Compilers are definitely getting better at vectorising SIMD code on general-purpose CPUs, but can usually only handle fairly simple cases without significant manual help. Getting the best out of DSPs is much harder again - and if you are not getting the best out of the inner loops of your kernels, there's little point in using a dedicated DSP in the first place.

So far, so good.
But that is not correct. The work I have called "bureaucracy" overhead - hardware re-ordering, register renaming, speculative execution (especially when it is discarded, but also when it must be tracked and turned into "real" execution), and so on, is a large cost for modern processors. It is a major cost in development costs and times for the design, it is a big cost in complexity (and therefore risk of errors or security problems), a cost in die area (though not a big one), a big cost in power consumption (depending on the characteristics of the code that is running), and a limiting factor for clock speed.

Processors that emphasise lower power and cheaper devices minimise the "bureaucracy". They don't do multiple instructions per cycle, and their throughput is limited either by pipleline stalls or by the lower clock speed limits of short pipeline designs. But avoiding or reducing this kind of overhead is a major reason why ARM cores are generally more power efficient than x86 cores, and a major part of the design of "little" cores that have become popular for ARM, Intel and AMD.

Now you have moved from being wrong, to being completely deluded. My comments are purely technical and fact based (to the best of my knowledge, though of course I could be getting some things wrong) - not "political" (whatever you mean by that), and not "hate". The very idea that there exists a "large group of dynamic scheduling haters" is utterly bizarre, And even if such a group existed, I would not be in it - dynamic scheduling (and other features I called "bureaucracy" for short) is a perfectly good trade-off, giving higher processing speeds at the cost of more power and more complex devices. Sometimes high speed is your priority, sometimes low power is your priority.

Feel free to continue a technical discussion here, but please leave the conspiracy theories at home. And please don't extrapolate so wildly from what other people write.

Ok, so let me start by saying that when it comes to X86 you seem to conflate/bundle together the complexities of the instruction set (architecture, instruction set architecture, such as ARM, X86, and Itanium) with the implementation type (microarchitecture - whether in-order or out-of-order). Yes, it is the case that Itanium gets rid of both out-of-order execution and the complexities of x86 (while adding some of its own, such as the register stack). But the two things are almost completely orthogonal.

The vast majority ARM implementations are not for the high performance area. They are mobile low-power chips, which indeed can have more performance per Watt than high performance chips.

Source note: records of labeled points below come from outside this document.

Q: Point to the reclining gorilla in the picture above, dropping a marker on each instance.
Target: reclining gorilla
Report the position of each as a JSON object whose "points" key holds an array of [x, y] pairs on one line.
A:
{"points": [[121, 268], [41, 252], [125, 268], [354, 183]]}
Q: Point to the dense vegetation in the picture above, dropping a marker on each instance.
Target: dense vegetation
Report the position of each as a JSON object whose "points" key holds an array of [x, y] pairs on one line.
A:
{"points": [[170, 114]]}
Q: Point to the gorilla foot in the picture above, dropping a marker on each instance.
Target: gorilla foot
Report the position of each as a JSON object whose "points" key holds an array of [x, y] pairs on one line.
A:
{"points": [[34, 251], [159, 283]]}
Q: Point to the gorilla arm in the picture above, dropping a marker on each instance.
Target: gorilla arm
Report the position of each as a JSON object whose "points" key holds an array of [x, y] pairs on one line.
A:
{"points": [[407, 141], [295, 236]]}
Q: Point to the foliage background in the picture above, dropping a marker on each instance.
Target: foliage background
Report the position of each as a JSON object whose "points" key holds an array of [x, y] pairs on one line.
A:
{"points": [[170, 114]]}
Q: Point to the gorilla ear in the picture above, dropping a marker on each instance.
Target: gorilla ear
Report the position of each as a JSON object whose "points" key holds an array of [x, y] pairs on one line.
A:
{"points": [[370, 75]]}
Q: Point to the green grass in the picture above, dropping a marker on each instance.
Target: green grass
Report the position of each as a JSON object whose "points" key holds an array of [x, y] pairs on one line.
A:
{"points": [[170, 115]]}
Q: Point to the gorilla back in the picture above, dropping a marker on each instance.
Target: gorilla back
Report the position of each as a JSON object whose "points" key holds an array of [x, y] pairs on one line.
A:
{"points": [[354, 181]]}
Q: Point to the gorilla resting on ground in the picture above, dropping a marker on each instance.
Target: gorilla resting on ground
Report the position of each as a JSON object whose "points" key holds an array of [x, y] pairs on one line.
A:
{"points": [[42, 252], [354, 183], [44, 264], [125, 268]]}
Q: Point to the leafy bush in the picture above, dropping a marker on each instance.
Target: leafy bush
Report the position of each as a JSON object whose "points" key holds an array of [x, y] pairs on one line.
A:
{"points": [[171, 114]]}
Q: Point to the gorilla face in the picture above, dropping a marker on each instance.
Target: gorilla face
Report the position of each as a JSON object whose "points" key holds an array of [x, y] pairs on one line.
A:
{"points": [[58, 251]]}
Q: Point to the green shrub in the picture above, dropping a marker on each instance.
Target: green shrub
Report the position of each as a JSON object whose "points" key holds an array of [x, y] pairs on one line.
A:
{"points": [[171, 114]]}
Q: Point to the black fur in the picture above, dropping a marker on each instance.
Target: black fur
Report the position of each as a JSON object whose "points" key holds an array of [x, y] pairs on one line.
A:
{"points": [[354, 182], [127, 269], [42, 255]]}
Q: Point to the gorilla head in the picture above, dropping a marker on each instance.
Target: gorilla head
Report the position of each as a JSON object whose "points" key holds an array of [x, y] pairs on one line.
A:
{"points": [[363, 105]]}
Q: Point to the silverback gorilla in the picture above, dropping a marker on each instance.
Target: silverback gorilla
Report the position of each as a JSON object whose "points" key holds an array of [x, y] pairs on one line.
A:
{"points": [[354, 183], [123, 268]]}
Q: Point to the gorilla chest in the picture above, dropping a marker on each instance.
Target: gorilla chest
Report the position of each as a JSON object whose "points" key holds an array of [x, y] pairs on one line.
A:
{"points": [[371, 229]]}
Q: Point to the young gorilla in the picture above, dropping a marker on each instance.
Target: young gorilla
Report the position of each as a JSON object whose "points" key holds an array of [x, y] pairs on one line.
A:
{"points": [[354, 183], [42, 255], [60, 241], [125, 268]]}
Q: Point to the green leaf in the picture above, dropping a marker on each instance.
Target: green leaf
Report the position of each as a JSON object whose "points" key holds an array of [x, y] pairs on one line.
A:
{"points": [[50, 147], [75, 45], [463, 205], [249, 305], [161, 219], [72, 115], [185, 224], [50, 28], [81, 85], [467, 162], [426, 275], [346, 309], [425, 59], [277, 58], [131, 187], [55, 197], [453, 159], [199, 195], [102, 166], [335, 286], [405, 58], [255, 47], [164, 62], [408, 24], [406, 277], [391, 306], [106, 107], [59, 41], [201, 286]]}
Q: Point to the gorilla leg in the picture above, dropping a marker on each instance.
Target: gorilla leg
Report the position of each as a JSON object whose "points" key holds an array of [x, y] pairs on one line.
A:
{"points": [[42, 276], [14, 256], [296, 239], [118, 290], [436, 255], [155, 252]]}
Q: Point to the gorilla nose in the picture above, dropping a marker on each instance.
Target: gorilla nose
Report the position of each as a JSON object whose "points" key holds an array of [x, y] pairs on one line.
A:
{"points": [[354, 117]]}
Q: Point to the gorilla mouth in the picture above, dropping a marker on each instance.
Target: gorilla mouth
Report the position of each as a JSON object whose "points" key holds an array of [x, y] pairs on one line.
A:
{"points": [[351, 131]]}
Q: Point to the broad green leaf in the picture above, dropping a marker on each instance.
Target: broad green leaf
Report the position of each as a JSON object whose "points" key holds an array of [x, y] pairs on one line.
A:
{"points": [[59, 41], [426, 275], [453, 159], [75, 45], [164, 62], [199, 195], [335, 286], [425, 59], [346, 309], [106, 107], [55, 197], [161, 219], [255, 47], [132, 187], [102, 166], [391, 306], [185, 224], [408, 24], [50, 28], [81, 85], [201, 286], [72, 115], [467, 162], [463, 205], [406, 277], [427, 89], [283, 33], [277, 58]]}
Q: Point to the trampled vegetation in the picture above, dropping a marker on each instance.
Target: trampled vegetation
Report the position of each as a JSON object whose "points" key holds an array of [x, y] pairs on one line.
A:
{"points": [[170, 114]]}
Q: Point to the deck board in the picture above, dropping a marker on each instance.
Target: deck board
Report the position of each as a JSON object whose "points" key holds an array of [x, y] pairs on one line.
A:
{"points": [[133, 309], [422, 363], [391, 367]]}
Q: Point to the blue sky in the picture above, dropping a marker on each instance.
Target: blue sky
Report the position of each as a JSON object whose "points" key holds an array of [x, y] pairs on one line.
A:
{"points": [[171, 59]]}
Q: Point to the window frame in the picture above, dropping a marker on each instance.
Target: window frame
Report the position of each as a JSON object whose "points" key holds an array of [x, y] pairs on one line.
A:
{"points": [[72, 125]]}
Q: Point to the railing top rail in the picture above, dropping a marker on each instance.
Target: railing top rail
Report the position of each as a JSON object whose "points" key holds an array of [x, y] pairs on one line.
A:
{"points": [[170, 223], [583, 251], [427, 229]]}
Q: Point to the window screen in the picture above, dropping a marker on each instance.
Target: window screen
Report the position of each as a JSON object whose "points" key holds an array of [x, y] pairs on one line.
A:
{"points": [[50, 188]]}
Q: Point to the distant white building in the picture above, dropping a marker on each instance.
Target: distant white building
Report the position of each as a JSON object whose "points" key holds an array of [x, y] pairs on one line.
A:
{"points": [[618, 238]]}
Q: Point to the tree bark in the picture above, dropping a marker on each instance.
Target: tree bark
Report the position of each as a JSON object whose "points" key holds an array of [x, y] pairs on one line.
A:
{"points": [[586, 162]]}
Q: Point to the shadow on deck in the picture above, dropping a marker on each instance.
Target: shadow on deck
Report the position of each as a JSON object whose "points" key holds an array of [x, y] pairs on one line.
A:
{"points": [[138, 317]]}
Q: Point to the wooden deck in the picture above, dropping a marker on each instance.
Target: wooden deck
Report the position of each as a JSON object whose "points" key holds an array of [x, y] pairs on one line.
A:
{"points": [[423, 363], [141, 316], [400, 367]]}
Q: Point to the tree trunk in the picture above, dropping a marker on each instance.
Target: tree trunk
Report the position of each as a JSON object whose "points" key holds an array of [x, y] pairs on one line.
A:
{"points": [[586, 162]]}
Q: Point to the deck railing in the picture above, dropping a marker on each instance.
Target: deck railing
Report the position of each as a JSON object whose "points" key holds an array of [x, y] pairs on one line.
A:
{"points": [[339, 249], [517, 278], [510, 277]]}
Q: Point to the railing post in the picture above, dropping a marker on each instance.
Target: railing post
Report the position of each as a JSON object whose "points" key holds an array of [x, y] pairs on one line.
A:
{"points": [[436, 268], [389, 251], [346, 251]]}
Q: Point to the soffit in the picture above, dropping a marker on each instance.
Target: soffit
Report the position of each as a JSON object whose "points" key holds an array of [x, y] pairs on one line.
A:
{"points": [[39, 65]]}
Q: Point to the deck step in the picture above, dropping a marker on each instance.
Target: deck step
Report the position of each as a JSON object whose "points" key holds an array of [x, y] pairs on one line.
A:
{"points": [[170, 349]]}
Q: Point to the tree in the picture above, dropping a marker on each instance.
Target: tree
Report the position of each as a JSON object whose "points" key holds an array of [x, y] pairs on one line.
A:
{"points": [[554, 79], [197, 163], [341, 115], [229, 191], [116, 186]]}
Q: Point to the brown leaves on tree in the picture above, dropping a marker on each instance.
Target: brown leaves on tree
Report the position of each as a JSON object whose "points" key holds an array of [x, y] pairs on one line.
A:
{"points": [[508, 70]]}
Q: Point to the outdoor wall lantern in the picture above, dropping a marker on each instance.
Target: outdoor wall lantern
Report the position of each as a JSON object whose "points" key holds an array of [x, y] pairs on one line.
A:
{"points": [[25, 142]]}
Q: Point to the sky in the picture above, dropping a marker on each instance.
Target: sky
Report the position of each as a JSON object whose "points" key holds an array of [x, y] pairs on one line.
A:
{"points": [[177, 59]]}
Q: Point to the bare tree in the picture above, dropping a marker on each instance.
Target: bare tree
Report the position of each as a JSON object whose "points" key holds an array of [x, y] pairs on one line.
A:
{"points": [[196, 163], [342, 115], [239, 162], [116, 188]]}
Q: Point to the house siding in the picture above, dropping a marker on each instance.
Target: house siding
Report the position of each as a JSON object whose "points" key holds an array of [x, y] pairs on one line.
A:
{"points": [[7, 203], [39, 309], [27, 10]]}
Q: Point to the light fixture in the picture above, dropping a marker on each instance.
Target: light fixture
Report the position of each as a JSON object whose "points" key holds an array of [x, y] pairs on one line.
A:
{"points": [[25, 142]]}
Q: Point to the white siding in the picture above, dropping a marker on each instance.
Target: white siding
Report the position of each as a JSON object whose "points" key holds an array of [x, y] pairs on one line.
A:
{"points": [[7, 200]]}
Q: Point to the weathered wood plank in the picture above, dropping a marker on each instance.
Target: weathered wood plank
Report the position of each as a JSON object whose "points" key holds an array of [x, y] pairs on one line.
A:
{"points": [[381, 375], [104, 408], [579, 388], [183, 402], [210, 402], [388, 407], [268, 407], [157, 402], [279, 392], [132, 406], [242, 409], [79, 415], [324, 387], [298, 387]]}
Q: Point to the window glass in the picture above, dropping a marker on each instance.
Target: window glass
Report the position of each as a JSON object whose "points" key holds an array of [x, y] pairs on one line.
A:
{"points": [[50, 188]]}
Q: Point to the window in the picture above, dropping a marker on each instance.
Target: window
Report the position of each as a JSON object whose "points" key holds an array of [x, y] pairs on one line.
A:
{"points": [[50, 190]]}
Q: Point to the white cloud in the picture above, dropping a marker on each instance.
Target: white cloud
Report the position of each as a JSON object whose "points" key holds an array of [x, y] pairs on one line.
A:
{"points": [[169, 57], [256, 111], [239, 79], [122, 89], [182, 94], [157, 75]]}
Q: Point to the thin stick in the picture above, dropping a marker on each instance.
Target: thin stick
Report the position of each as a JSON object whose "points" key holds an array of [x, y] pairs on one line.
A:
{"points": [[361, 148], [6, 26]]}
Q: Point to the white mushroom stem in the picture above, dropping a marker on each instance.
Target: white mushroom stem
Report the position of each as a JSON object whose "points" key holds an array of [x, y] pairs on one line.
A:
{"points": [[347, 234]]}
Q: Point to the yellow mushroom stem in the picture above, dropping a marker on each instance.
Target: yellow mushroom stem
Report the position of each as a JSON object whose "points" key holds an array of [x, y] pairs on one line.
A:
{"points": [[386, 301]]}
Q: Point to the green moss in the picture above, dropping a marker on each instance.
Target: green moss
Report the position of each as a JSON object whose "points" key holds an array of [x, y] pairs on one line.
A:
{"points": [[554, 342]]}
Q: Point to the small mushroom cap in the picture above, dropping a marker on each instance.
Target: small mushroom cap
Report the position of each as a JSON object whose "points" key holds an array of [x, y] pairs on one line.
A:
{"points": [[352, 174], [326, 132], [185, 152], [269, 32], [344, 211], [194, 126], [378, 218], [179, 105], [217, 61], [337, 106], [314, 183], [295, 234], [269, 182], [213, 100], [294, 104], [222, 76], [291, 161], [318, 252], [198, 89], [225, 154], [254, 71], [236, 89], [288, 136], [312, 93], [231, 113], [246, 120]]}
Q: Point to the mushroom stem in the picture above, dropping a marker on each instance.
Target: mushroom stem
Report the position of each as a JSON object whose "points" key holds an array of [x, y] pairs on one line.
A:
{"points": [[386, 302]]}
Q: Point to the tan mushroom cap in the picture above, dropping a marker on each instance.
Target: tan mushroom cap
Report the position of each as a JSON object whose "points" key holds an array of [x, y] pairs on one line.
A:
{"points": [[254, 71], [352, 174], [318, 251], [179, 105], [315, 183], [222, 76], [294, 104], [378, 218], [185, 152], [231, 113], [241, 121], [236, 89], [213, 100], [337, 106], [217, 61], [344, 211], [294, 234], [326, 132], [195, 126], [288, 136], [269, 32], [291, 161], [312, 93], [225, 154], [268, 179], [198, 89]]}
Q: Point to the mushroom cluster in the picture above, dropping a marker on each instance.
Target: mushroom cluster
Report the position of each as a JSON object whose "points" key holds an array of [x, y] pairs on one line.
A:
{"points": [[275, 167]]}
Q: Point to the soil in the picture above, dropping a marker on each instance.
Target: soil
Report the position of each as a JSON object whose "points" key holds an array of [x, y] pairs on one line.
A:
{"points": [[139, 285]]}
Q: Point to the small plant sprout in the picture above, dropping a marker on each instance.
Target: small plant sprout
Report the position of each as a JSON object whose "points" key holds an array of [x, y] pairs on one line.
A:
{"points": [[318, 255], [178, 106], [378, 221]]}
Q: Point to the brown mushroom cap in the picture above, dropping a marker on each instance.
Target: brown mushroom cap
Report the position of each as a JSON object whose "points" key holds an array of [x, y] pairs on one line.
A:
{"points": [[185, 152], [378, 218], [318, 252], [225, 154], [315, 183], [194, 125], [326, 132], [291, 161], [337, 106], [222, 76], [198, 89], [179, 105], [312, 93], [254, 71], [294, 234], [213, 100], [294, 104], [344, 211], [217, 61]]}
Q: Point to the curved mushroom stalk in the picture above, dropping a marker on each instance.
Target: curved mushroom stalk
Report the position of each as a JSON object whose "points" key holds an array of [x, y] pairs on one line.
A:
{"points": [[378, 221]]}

But they don't really scale to high performance, and also there aren't really any noteworthy x86 chips in that space (can't really make a comparison honestly).

There is a significant exception to that, the Apple M line which is an ARM high performance, super-aggressive out-of-order superscalar (As an aside, the Apple line is based on PA Semi, which was founded by Jim Keller, an engineer who participated in one way or the other in many of the most successful processor designs on this planet, using different instruction sets, and pretty much all of them out-of-order superscalar since the mid 90s).

Back in the late 90s the designers of MIPS R10000, Pentium II, Alpha 21264 (late 90s) all made the choice to implement dynamic scheduling, when the transistor budgets where in the range of 6-25 million per chip, and those decisions worked quite well from a performance standpoint. Guess what, the relative cost of dynamic scheduling is much lower now (also relative speed of memory vs cpu is significantly worse). It made sense back then, it makes a lot more sense now, when a single core can have about 2 billion transistors.

You seem to be quite negative about speculative execution and branch prediction, and I find it perplexing ... Speculative execution is a critical enabler for high performance processors/high IPC. More importantly, VLIW actually needs even better branch prediction/speculative execution than Out-of-order processors, because VLIW is in order and thus its performance is more dependent on good prediction (reasons are complex, see critical path work by Fields and others to get a better understanding). So, does VLIW make things simpler for branch prediction and speculation? Ummm, not at all, on the contrary.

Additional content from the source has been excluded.